One other note - make sure your status page reflects accurately the severity of the issue. "Warning" is not an accurate portrayal of the billing system suspending accounts, and a severity of "Major" or "Critical" with a red color would have been more appropriate.
- Initial Status Page Response Time: 30 minutes
- Next Update Response Time: 57 minutes
- Status Page Severity Indication: Not strong enough
- Grade: C
This was possibly the worst part of the public response (as we'll see below). I cut them a little bit of slack since it was 330am, but if I'm a customer with an account shut off I'm definitely upset right from the start. 90 minutes have passed with a only a few cricket chirps - my only sense of hope is that they've promised an update within the next 30 minutes.
No Fix Yet, Keep Talking
Stuff is still broke. Bad. You're busy ruling out possible causes and narrowing your focus on hunting down the culprit.
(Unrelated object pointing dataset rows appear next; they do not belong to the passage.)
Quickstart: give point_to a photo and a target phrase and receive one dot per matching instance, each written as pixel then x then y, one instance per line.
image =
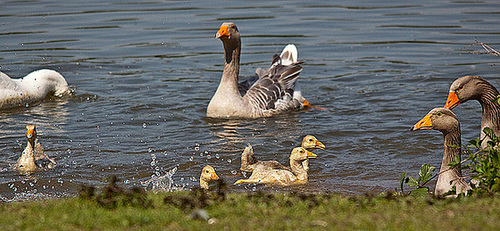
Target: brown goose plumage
pixel 476 88
pixel 445 121
pixel 269 94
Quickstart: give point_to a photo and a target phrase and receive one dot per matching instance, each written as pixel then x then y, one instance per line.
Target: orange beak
pixel 29 133
pixel 214 176
pixel 424 123
pixel 223 32
pixel 320 145
pixel 452 100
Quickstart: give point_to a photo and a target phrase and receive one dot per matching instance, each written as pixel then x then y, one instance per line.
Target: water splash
pixel 160 180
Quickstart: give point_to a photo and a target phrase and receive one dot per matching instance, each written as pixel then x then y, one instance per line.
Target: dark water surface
pixel 144 73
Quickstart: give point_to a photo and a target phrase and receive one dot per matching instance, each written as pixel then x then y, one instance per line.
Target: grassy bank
pixel 242 211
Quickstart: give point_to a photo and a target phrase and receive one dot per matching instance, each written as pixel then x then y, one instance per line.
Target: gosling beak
pixel 311 155
pixel 424 123
pixel 319 145
pixel 213 176
pixel 29 133
pixel 223 32
pixel 452 100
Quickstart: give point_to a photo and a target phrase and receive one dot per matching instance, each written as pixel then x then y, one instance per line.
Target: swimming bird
pixel 33 156
pixel 34 87
pixel 249 162
pixel 476 88
pixel 271 93
pixel 446 121
pixel 207 174
pixel 296 174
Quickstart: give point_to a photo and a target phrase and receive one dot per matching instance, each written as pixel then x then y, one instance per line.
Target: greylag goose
pixel 207 174
pixel 296 174
pixel 249 162
pixel 33 156
pixel 270 94
pixel 445 121
pixel 477 88
pixel 33 87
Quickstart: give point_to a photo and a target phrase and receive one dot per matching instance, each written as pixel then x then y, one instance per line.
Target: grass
pixel 254 211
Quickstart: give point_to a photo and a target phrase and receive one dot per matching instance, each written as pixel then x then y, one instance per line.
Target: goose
pixel 476 88
pixel 249 162
pixel 445 121
pixel 271 92
pixel 207 174
pixel 33 87
pixel 296 174
pixel 33 156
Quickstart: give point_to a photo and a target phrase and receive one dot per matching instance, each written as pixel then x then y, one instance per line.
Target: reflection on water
pixel 145 73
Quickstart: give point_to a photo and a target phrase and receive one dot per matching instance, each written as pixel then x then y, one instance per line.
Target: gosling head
pixel 310 142
pixel 301 153
pixel 207 174
pixel 31 132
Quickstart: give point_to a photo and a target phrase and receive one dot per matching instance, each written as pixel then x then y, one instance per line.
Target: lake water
pixel 144 72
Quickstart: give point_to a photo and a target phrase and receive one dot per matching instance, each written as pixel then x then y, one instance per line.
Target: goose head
pixel 310 142
pixel 300 154
pixel 463 89
pixel 207 174
pixel 229 35
pixel 441 119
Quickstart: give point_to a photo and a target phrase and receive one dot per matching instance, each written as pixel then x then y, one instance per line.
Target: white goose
pixel 33 87
pixel 271 93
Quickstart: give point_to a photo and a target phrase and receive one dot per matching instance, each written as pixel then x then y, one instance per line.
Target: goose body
pixel 270 92
pixel 33 87
pixel 296 174
pixel 249 162
pixel 476 88
pixel 445 121
pixel 33 157
pixel 207 174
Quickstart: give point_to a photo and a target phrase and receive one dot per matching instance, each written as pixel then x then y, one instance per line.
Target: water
pixel 144 73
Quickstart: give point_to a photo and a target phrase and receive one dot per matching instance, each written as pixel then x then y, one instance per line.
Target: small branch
pixel 489 50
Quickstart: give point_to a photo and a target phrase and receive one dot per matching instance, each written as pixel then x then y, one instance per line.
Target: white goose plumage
pixel 33 87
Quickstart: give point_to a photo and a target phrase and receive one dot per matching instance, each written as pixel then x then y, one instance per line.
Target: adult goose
pixel 207 174
pixel 33 87
pixel 296 174
pixel 249 162
pixel 272 92
pixel 33 157
pixel 445 121
pixel 477 88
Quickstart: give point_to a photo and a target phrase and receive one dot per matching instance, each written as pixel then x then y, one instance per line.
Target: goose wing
pixel 274 90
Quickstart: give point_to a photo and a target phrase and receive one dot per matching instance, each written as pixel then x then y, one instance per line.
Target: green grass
pixel 258 211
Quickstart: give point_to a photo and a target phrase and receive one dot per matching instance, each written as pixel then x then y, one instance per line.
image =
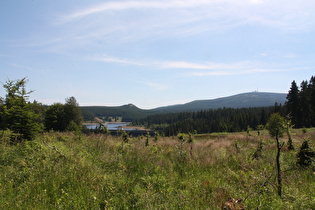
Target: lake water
pixel 109 126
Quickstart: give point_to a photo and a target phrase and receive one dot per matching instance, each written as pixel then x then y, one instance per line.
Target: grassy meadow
pixel 72 171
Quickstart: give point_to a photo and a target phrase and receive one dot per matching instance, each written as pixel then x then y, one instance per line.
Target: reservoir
pixel 109 125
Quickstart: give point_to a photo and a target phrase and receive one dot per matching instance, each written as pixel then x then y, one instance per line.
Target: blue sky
pixel 155 52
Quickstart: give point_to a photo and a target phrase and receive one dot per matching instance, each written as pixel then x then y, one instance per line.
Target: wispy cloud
pixel 209 68
pixel 109 59
pixel 116 6
pixel 156 86
pixel 121 22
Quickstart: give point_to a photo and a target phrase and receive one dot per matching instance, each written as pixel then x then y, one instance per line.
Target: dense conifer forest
pixel 300 108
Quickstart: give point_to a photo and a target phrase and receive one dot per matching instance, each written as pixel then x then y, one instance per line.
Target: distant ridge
pixel 131 112
pixel 243 100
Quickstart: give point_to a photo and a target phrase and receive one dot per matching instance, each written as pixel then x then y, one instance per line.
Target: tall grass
pixel 63 171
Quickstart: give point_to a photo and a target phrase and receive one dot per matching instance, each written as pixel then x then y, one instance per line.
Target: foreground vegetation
pixel 74 171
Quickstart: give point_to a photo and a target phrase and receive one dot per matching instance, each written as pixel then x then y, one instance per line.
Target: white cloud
pixel 156 86
pixel 109 59
pixel 210 68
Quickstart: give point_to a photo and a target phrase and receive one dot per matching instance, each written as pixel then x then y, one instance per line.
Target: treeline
pixel 301 103
pixel 299 108
pixel 26 119
pixel 213 120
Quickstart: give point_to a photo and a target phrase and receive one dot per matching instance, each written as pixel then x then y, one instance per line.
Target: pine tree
pixel 18 114
pixel 293 103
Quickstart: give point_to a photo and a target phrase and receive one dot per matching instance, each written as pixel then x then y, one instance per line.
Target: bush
pixel 306 155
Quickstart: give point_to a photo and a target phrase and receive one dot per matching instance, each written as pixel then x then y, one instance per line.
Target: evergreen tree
pixel 293 103
pixel 276 128
pixel 18 114
pixel 306 155
pixel 60 116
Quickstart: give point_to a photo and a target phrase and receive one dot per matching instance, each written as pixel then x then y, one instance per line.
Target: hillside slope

Time is moving slowly as you navigate the matrix, but it moves even slower for customers who don't know what's wrong or when it's going to be fixed.
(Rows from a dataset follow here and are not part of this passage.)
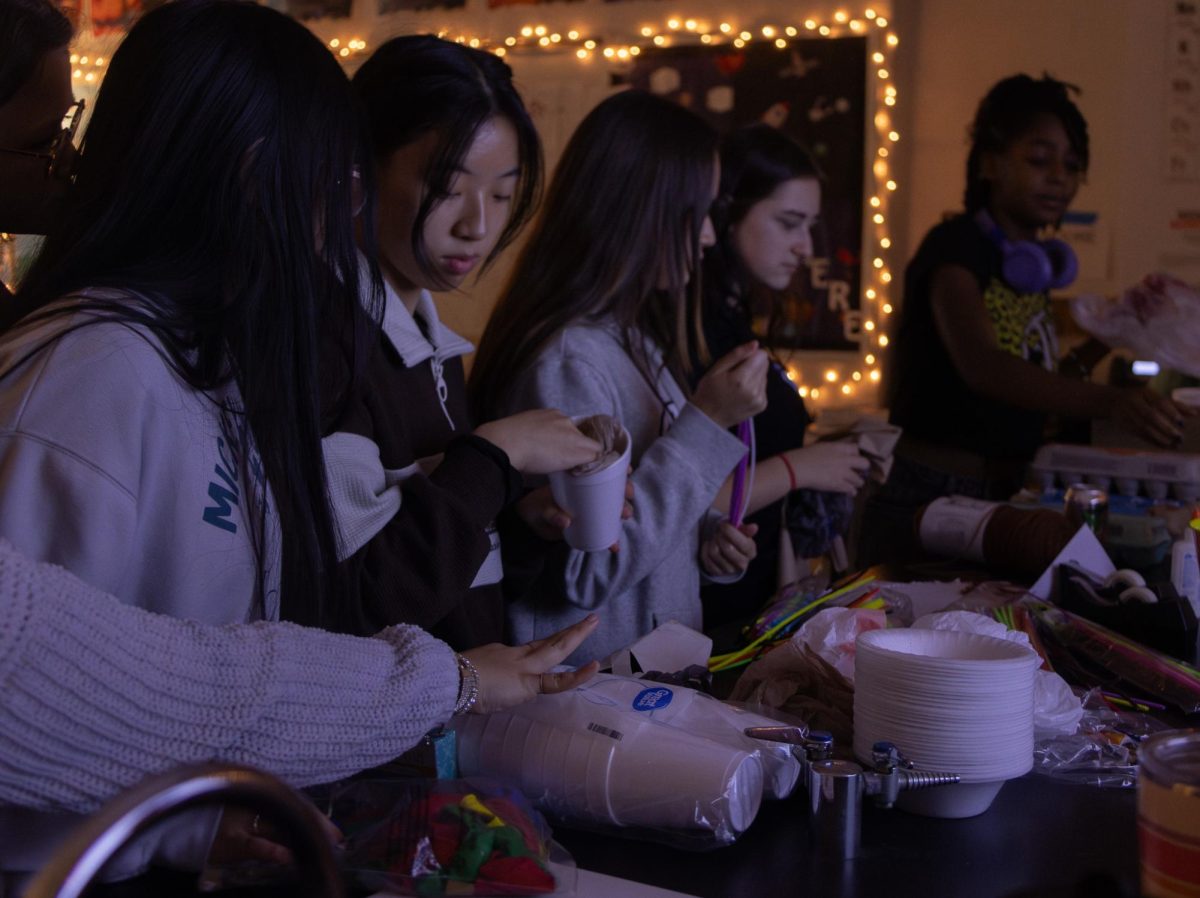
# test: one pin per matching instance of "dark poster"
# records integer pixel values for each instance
(815, 91)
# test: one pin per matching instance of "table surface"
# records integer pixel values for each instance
(1039, 838)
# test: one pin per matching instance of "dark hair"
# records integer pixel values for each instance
(419, 84)
(220, 151)
(1009, 109)
(624, 210)
(29, 29)
(755, 160)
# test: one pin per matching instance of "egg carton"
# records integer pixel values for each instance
(1126, 472)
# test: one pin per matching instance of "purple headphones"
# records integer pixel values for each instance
(1031, 265)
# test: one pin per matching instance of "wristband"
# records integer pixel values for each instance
(468, 686)
(791, 474)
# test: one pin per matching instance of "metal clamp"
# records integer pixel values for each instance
(837, 788)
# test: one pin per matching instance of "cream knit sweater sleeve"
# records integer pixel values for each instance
(96, 694)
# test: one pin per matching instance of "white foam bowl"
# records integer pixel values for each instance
(925, 654)
(957, 801)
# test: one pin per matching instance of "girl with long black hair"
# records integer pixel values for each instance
(417, 486)
(765, 215)
(594, 319)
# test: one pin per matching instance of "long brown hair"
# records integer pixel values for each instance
(623, 215)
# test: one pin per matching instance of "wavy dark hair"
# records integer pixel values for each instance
(418, 84)
(214, 193)
(1008, 111)
(755, 160)
(623, 213)
(29, 29)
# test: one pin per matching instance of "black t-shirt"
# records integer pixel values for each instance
(928, 396)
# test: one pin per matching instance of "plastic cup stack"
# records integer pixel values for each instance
(952, 702)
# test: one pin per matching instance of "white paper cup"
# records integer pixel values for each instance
(665, 778)
(562, 770)
(594, 502)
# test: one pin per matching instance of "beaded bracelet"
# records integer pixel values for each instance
(468, 686)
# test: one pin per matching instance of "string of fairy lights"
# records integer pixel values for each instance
(834, 378)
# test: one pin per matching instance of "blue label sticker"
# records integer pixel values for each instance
(653, 699)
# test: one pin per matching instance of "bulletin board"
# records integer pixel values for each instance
(814, 93)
The second phase of communication happens when you're actively working on resolving the issue, and it's this communication that lets your customers keep their sanity as they twiddle their thumbs and respond to their own angry customers.
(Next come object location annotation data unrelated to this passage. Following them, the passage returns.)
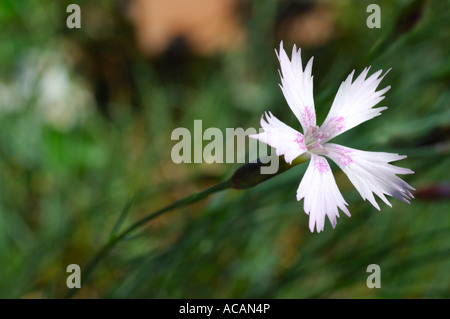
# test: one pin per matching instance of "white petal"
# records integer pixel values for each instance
(321, 194)
(354, 103)
(370, 173)
(297, 86)
(283, 138)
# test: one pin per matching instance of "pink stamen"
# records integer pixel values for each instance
(308, 117)
(344, 156)
(300, 140)
(321, 165)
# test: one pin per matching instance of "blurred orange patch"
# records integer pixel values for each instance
(206, 26)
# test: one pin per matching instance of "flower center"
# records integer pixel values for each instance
(313, 139)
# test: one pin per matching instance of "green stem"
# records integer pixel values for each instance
(247, 176)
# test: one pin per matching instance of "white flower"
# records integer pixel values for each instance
(370, 172)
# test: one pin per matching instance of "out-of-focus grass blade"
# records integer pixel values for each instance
(121, 218)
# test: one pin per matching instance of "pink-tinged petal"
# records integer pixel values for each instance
(371, 173)
(283, 138)
(297, 86)
(354, 103)
(321, 194)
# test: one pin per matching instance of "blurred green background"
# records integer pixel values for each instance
(86, 117)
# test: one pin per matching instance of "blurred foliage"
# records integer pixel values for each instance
(85, 125)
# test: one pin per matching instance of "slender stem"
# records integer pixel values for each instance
(115, 239)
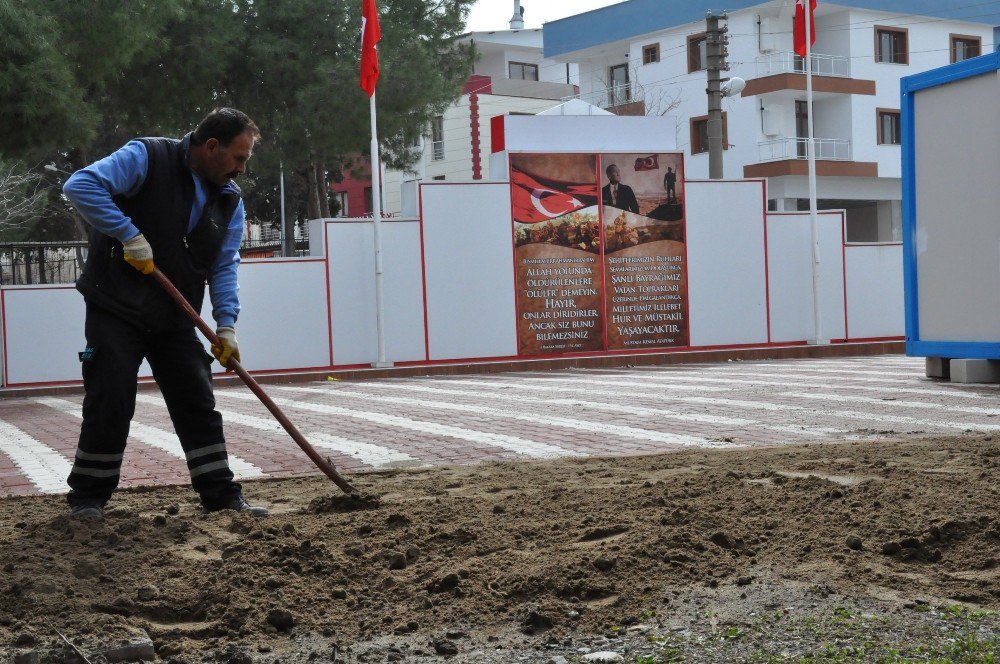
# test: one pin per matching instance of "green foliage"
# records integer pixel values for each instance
(79, 79)
(40, 101)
Here are your priorities (in order) after the initial communication. Think of this as our own DevOps version of Aviate, Navigate, Communicate.
- Find and fix the root cause, or rectify the effects of issue even if the root cause is still not found
- If you have new information, send it out right away
- Pick a decent interval as an upper bound on your next communication, even if all you say is "no new info right now". 30 minutes is a good max
How Twilio Fared
Twilio did a fantastic job here, even if they were slightly over 30 minutes on a couple of their message followups.
- Patched Issue For Now: Yes!
- Communicate often: Yes
- Communicate regularly: Yes
- Grade: A
Why Communicating Frequently is Important
Humans are funny creatures. We'd much rather have bad news than no news, and updating at a regular interval puts tensions at ease. Keep in mind that your customers have customers too, and if you're mission critical to them then they'll be fighting the same fire you are - the same fight with no way to fix it!
Put another way, the people paying Patrick McKenzie money care nothing about who is powering their appointment reminder SMS messages, they're just mad at Patrick for picking the vendor that goes down. The best Patrick can do is relay whatever information Twilio gives him, and new information coming every 30 minutes is likely enough to quell the uprising.
Go To Where Your Customers Are
I found out about the outage first on Hacker News, where many of the internet denizens live, and likely where many of Twilio's customer found out about it as well.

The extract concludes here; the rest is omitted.